最近の『週刊文春』には首を傾げますが、月刊の『文藝春秋』は中身はもちろん、サイズといい、厚さといい、付き合いの深い馴染みの店みたいな親しみを覚えます。私自身も95年とはいかないまでも、その半分に近い年月、なじみを重ねてきた一人です。
新年特別号は大型企画と銘うって「文藝春秋を彩った95人」が目玉。前編が司馬遼太郎からはじまって山本七平まで34人で81ぺージ、後編が昭和天皇から篠沢秀夫まで35人で59ぺージ、これだと69人ですが、「文藝春秋と私」と題する立花 隆から柳田邦男まで43ページの特別寄稿26人があって95人になる勘定で1冊の中で150ぺージにも及ぶ大特集でした。大正12年の創刊から平成に至る95年間に文藝春秋誌上で活躍した各界の人たちが登場しているからのついつい読まされてしまいます。
ただ、個人的に心ひそかに生じた不満はこの大型企画の中で担当編集者の話は出て来ても、印刷担当者や印刷について触れる場面はひとつも出てきません。

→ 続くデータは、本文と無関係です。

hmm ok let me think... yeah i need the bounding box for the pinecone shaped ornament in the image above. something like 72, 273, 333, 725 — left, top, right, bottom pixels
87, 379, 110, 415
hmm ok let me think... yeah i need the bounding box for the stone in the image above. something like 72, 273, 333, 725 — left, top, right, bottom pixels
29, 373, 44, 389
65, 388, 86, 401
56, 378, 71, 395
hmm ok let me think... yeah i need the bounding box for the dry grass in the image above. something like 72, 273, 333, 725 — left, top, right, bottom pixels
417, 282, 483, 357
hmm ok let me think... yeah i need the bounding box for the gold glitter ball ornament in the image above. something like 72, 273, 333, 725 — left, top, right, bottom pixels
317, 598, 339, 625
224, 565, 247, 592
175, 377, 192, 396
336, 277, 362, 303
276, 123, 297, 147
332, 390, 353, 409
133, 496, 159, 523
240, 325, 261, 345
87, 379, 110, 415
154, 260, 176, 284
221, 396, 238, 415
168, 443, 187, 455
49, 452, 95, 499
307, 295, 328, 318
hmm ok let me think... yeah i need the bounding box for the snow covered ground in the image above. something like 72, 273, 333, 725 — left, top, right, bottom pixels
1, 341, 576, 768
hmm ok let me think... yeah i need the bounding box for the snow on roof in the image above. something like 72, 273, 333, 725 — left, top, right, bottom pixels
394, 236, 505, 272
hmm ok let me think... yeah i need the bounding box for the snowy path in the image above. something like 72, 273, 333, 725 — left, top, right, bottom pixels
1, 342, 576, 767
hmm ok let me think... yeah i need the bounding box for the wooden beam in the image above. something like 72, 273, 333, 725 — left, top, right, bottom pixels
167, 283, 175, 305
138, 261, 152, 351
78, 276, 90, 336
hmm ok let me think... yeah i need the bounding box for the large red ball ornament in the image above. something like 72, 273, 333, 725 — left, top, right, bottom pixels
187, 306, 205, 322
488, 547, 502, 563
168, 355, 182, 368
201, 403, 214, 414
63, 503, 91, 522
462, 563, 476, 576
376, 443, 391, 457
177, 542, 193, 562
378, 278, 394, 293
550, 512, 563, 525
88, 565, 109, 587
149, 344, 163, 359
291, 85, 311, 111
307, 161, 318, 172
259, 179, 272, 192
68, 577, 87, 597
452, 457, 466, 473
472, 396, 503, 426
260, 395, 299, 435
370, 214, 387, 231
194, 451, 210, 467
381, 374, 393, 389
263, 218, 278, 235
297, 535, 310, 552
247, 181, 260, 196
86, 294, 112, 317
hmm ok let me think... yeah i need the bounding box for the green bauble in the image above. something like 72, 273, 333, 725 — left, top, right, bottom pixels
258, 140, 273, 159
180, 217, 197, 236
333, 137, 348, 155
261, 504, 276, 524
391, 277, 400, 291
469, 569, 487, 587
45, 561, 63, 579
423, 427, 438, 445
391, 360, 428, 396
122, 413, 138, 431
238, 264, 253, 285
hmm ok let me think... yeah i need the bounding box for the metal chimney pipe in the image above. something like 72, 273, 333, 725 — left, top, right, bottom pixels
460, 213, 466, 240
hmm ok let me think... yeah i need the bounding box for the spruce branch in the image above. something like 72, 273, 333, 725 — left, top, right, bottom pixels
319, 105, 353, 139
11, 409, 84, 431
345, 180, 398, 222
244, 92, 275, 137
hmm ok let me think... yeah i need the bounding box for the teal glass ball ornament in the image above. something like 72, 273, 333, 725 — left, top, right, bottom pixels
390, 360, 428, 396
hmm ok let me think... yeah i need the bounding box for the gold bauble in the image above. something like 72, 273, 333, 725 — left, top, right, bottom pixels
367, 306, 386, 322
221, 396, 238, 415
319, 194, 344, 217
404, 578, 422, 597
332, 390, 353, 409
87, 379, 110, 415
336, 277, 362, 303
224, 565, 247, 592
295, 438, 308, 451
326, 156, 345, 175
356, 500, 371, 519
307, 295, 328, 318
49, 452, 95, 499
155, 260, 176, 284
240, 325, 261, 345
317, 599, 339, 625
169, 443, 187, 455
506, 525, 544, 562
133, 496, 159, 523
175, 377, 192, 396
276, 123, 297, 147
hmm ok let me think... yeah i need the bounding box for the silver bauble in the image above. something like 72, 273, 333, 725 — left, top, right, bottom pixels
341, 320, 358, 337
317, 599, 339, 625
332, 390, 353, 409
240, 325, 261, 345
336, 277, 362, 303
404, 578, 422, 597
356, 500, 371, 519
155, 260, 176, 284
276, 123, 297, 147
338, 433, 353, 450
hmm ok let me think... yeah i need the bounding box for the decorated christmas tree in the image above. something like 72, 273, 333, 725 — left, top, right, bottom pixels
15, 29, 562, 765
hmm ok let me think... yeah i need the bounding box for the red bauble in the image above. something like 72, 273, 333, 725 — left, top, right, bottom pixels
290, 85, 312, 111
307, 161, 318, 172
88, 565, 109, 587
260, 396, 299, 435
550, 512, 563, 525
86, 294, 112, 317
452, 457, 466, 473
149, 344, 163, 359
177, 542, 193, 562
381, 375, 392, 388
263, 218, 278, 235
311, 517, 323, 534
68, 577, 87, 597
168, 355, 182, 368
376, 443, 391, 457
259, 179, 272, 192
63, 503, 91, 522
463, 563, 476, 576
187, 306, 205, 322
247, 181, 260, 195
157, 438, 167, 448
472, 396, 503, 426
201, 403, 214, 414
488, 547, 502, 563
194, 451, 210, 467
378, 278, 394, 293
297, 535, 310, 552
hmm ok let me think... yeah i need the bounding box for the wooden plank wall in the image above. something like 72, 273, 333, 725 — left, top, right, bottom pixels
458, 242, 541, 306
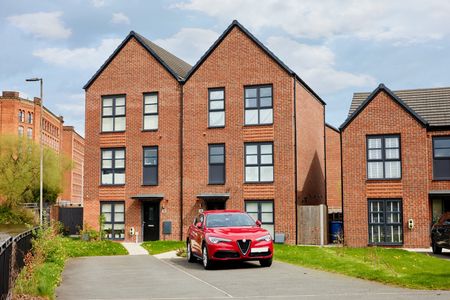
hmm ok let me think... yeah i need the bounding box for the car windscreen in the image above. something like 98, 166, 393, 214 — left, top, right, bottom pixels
206, 213, 255, 228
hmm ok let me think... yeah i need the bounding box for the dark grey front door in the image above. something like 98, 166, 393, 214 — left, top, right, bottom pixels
205, 200, 226, 211
143, 202, 159, 241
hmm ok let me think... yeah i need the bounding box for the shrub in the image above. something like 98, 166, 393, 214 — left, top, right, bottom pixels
0, 205, 35, 225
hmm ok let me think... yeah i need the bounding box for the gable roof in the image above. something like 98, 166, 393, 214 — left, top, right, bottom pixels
340, 84, 429, 130
83, 31, 191, 89
183, 20, 326, 106
325, 123, 340, 133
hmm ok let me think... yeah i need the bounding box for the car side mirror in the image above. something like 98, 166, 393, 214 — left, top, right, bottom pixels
196, 222, 203, 229
255, 220, 262, 227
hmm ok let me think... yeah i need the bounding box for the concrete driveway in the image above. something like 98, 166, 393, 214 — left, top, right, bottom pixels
56, 255, 450, 300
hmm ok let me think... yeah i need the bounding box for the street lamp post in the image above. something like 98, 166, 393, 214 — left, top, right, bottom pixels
26, 78, 44, 226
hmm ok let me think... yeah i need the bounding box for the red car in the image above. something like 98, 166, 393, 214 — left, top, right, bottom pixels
186, 210, 273, 269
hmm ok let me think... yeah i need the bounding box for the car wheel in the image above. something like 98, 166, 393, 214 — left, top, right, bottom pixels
187, 240, 196, 263
260, 258, 272, 267
202, 245, 213, 270
432, 240, 442, 254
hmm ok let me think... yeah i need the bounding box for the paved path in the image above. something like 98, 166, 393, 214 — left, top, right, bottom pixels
122, 243, 148, 255
56, 255, 450, 300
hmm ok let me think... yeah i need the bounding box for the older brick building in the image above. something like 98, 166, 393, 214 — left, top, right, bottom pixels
341, 84, 450, 247
61, 126, 84, 205
83, 20, 326, 243
0, 91, 84, 204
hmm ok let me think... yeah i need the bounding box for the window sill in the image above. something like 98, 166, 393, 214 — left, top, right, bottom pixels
368, 243, 403, 247
366, 178, 402, 182
142, 184, 159, 187
244, 181, 274, 185
243, 124, 273, 127
208, 126, 225, 129
432, 178, 450, 181
99, 184, 126, 187
99, 131, 125, 134
207, 182, 226, 185
142, 129, 158, 132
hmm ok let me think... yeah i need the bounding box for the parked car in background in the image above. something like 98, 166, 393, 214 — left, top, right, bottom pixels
187, 210, 274, 269
431, 212, 450, 254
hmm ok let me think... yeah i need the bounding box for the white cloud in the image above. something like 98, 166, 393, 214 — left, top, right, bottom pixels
33, 38, 122, 69
7, 11, 71, 39
92, 0, 107, 7
154, 28, 219, 65
174, 0, 450, 43
111, 12, 130, 25
266, 36, 375, 93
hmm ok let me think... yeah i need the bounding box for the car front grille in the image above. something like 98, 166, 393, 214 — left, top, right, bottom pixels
237, 239, 251, 255
214, 251, 240, 258
249, 251, 271, 257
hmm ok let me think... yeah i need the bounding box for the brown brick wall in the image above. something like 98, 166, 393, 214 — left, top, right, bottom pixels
182, 27, 297, 243
342, 90, 431, 247
325, 125, 342, 212
296, 83, 326, 207
84, 37, 182, 241
61, 126, 84, 204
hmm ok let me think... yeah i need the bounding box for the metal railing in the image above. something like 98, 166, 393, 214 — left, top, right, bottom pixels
0, 228, 36, 300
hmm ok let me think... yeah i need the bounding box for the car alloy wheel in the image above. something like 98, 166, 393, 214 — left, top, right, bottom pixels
432, 240, 442, 254
202, 245, 212, 269
187, 241, 195, 263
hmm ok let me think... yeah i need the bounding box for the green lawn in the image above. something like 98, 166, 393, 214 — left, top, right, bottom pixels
141, 240, 185, 255
63, 238, 128, 257
274, 244, 450, 290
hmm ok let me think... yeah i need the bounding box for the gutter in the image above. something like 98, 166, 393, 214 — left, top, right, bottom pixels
293, 75, 298, 244
179, 84, 184, 240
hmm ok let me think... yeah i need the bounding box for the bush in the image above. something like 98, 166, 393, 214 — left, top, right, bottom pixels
0, 205, 35, 225
14, 223, 66, 298
78, 224, 101, 241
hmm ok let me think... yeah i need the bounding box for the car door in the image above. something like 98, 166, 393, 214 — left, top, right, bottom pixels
435, 214, 450, 247
442, 216, 450, 248
190, 214, 204, 256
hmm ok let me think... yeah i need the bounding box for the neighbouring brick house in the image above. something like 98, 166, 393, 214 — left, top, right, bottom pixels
325, 123, 342, 218
341, 84, 450, 247
0, 91, 84, 204
83, 20, 326, 244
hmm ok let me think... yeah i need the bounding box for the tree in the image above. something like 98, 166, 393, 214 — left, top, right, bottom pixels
0, 135, 71, 208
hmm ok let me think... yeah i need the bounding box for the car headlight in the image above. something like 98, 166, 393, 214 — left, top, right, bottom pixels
256, 234, 272, 242
208, 236, 232, 244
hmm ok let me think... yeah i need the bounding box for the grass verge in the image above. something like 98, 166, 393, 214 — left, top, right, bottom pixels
13, 226, 127, 299
274, 244, 450, 290
141, 240, 185, 255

雑誌ほど印刷担当者のカゲの力に負う印刷物はないと思われます。あまたおられる遅筆作家や評論家先生のために生じたロスタイムを必死で埋め、書店の棚に発行期日どうりに雑誌を並べるためにどれくらい印刷担当者が無理をしなくてはならないか。私は目の当たりにしています。大正・昭和の時代と現代、平成のデジタル印刷技術とは格段に違います。しかし、出版社と印刷会社の雑誌の仕上がりと時間との共闘には今も変わりはありません。印刷にも光を。